Dans ses éditoriaux, la presse sud-coréenne appelait à mettre fin aux manifestations de rue. Opposants comme partisans de Geun-Hye Park s'étaient rassemblés à Séoul pour entendre la décision de la Cour constitutionnelle qui a entériné vendredi la destitution de la présidente.

50.000 manifestants

Des milliers de policiers anti-émeutes étaient déployés à Séoul alors qu'environ 50.000 manifestants opposés à Geun-Hye Park célébraient le verdict en scandant: "le peuple a gagné! Arrêtez Park!".
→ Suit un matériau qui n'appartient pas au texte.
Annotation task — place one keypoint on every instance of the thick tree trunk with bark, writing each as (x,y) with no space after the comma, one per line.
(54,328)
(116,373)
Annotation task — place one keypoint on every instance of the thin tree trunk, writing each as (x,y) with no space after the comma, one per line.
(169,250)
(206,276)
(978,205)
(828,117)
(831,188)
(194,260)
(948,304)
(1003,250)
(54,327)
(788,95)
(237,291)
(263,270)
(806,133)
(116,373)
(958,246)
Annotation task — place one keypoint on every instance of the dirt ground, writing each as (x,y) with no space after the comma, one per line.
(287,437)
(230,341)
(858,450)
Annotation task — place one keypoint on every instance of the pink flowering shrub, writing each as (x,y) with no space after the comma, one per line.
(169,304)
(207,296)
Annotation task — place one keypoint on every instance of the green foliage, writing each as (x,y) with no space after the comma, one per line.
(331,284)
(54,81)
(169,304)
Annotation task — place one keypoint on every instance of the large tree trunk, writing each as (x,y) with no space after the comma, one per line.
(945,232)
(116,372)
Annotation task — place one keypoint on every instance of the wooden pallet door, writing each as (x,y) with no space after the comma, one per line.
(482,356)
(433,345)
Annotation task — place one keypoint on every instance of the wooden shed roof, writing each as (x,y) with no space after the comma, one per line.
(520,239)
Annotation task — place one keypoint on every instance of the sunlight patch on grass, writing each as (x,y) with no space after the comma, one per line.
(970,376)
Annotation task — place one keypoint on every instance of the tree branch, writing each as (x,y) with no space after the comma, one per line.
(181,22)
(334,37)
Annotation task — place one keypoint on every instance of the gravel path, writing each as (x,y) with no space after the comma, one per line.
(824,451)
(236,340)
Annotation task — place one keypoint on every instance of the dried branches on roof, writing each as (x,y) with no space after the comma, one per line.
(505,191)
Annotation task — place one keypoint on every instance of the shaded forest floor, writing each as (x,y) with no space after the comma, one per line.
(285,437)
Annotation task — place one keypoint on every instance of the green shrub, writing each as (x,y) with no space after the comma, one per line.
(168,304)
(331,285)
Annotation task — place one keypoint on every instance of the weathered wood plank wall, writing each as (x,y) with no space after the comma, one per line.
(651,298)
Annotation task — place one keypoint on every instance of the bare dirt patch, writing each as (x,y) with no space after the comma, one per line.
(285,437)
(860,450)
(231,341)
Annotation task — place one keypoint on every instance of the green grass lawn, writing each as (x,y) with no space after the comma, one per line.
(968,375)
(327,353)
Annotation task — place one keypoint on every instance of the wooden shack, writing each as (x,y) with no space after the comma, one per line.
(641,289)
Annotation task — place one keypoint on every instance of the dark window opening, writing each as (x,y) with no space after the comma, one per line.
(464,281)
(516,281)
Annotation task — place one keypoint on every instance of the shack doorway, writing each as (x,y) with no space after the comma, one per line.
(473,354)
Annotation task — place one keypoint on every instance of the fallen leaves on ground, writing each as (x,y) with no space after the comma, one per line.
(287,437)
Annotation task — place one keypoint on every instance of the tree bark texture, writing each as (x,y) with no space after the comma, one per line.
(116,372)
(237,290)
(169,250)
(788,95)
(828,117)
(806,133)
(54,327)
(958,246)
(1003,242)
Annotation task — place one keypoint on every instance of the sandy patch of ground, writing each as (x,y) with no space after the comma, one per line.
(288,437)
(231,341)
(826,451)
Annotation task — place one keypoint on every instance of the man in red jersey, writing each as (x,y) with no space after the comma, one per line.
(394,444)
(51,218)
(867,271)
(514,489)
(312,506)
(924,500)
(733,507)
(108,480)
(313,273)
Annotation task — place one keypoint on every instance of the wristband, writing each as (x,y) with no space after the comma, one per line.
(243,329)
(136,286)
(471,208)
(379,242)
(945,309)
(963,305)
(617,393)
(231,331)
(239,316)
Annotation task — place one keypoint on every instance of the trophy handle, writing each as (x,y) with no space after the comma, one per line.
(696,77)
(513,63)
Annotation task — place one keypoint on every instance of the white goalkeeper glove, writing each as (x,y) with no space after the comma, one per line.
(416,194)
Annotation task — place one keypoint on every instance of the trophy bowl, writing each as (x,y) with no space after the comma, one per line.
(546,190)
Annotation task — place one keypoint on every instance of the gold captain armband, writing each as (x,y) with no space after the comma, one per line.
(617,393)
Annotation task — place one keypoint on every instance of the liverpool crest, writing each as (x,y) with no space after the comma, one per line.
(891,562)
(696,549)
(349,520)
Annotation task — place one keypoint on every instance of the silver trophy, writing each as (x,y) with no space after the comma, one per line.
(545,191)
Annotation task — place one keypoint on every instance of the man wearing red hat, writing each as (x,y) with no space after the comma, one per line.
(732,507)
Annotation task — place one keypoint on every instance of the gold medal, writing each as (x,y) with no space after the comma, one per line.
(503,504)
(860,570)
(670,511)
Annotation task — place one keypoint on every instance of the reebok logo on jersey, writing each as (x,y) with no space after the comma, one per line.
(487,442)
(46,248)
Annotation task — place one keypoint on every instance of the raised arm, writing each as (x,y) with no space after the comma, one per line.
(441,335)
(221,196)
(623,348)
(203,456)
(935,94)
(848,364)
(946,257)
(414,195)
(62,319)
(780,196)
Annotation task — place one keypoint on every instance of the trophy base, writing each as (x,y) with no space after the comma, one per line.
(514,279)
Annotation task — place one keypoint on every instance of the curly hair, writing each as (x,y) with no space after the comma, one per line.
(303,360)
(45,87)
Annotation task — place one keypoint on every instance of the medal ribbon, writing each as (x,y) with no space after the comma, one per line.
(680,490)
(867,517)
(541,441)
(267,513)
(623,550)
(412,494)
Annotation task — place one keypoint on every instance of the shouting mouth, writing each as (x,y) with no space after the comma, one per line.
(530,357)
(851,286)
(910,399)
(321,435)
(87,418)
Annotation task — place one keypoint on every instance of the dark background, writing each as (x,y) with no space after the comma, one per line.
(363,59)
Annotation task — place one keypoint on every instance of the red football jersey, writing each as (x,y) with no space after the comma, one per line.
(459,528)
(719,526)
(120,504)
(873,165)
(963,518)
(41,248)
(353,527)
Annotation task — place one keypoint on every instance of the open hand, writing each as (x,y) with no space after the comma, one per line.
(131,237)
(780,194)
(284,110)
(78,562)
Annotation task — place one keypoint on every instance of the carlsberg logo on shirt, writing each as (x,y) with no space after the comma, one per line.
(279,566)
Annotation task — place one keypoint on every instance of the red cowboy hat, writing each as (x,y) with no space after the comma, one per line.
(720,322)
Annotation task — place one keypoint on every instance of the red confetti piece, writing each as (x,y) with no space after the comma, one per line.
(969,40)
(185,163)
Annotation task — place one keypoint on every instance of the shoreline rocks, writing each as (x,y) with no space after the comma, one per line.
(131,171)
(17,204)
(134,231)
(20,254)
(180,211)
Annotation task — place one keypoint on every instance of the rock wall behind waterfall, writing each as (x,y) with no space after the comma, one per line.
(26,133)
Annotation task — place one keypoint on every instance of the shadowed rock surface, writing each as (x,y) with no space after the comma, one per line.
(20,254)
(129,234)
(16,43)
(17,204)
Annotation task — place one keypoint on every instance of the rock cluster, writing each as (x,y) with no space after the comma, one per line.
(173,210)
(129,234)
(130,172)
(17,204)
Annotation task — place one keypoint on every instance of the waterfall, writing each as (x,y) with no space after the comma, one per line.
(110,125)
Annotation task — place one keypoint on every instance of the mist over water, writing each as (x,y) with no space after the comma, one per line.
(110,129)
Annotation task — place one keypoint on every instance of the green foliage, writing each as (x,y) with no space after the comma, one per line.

De leur côté, environ 20.000 partisans de Geun-Hye Park en colère s'étaient regroupés pour réclamer un ré-examen de la décision de la Cour. La police avait installé des barrières pour séparer les manifestations opposées.

Geun-Hye Park, 65 ans, fille du dictateur militaire Park Chung-Hee, était devenue en 2012 la première femme à présider son pays. Elle devient le premier chef de l’État de Corée du Sud à être limogé de la sorte.